AL: While you were at Harvard you were in productions of “Macbeth” and “The Oresteia”. Later you stepped into more contemporary roles (such as “CSI”). Were you you able to use those experiences (in theater) as foundations for your later career within the industry?
ST: I do use my theater training in my work today. There are certainly differences between stage and screen, but the same principles of acting apply. I continue to study acting in different classes, as there are always new approaches to explore in my work.
AL: I read that you not only were in plays but had a role in laying out choreography in other productions. Did you feel comfortable in that role given your background in dance? And would you consider doing something like that again?
ST: I enjoyed choreographing; it was a small production and I worked with a bunch of wonderful friends. I will leave the choreographing to the pros, though, at this point. They know how to create their own art, which I greatly respect.
AL: Since moving to New York, you have had a reoccurring role in Showtime’s series “Brotherhood” with Jason Isaacs. What was it like working with him and the rest of the crew?
ST: “Brotherhood” was the first series I worked on; I didn’t even know what a pilot was when I auditioned in Boston. It was all a bit of an exciting blur to be on set and to be working as a professional actor. Jason Isaacs is a very talented actor and I was thrilled to work with someone of his level of experience, and to learn from the incredible writers – Blake Masters and Henry Bromell – and directors such as Phillip Noyce. The entire cast and crew were wonderful.
AL: Now that you are going to be in a major motion picture, how was the transition from film to television? Did you find the rest of the cast welcoming? Did you bond with them and if so how?

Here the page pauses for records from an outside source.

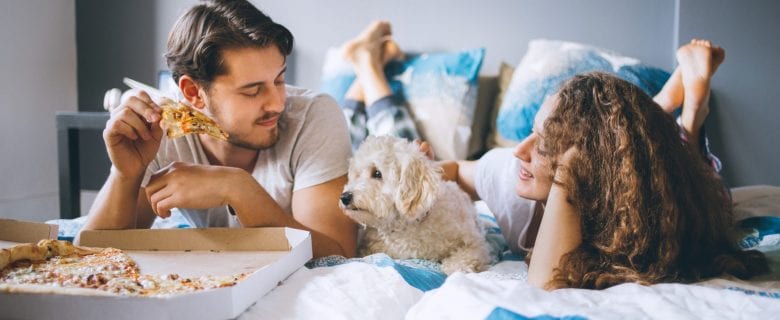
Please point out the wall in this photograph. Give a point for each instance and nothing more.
(745, 111)
(39, 79)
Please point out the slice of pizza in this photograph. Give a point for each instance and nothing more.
(53, 266)
(180, 119)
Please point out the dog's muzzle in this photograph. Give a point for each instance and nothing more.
(346, 198)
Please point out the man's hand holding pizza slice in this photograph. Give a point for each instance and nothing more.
(133, 135)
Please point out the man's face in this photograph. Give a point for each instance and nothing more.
(248, 100)
(534, 169)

ST: Film and television are closer in technique than either of those and TV, so it was an easier transition, but there are many subtle differences to adjust to. I found the cast very welcoming, as well as the city of New Orleans. Working long hours and existing in an alternate world, as you do on film, it is hard not to bond with your fellow cast-mates.
AL: How did you prepare for the role of Mia, and can you describe her and her relationships with the other characters?

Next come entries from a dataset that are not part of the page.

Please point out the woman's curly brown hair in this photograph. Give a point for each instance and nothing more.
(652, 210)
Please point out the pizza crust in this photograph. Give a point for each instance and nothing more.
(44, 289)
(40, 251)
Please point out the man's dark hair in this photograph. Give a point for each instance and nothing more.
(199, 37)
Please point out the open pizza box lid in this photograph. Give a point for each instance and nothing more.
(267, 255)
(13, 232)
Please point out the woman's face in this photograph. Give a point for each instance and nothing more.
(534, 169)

ST: Mia is deaf – for a short while by the time we meet her – and I was able to speak with a woman who had recently had an operation to restore her hearing. I also researched the illness she suffers from, and read several books to help me understand her psychology in coping with her dilemma. She is someone who feels like an outsider looking in – or perhaps stepping back for perspective. She is someone who cares deeply and understands what matters, at the same time as she fails to comprehend that. She’s complicated, like all of the characters in the film.

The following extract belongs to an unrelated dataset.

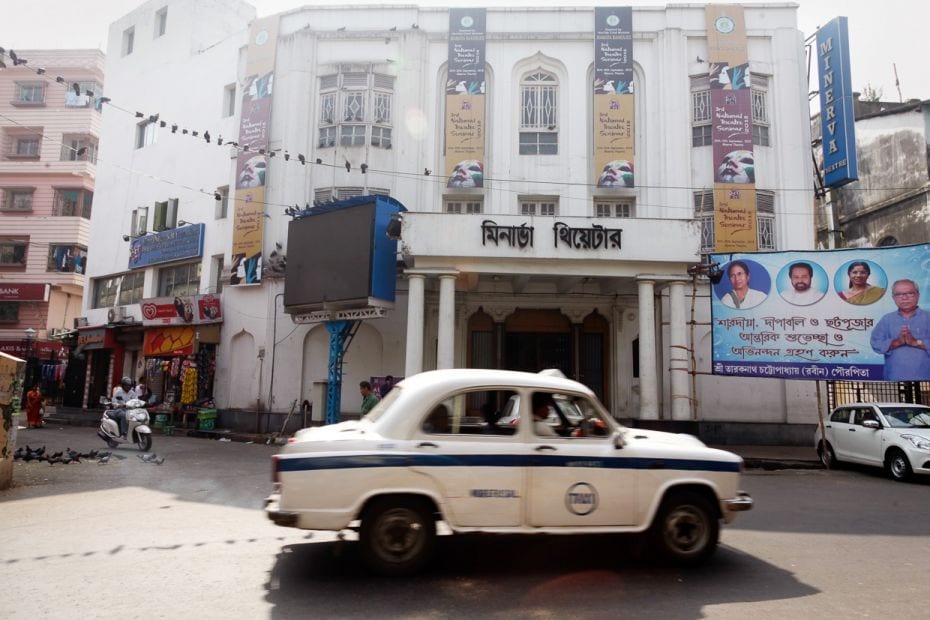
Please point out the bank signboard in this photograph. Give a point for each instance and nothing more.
(849, 315)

AL: You have many other projects coming out as well, some film, television and a few short films. Are there any projects you would like to see done (stories that interest you) and or actors you would like to work with?
ST: I am working on developing several ideas of my own into projects, and hope that they take shape soon. And there are many actors I would love to work with; the list is constantly growing and I fear I wouldn’t be able to stop if I got started.
AL: Do you have any advice for young girls who want to go into the business? Any do’s and don’ts? And if there was one specific thing you would tell young people who want to go this route for their livelihood what would it be?
ST: My advice is to know who you are, and constantly keep checking back in with that person. This business is an emotional roller-coaster that I love being on, but it certainly requires thick skin. So it’s important to remain true to yourself. Study lots: take class, study people on the streets and in books and in your life, and just keep exploring and growing.
AL: Scottie thanks so much for taking the time to speak with us.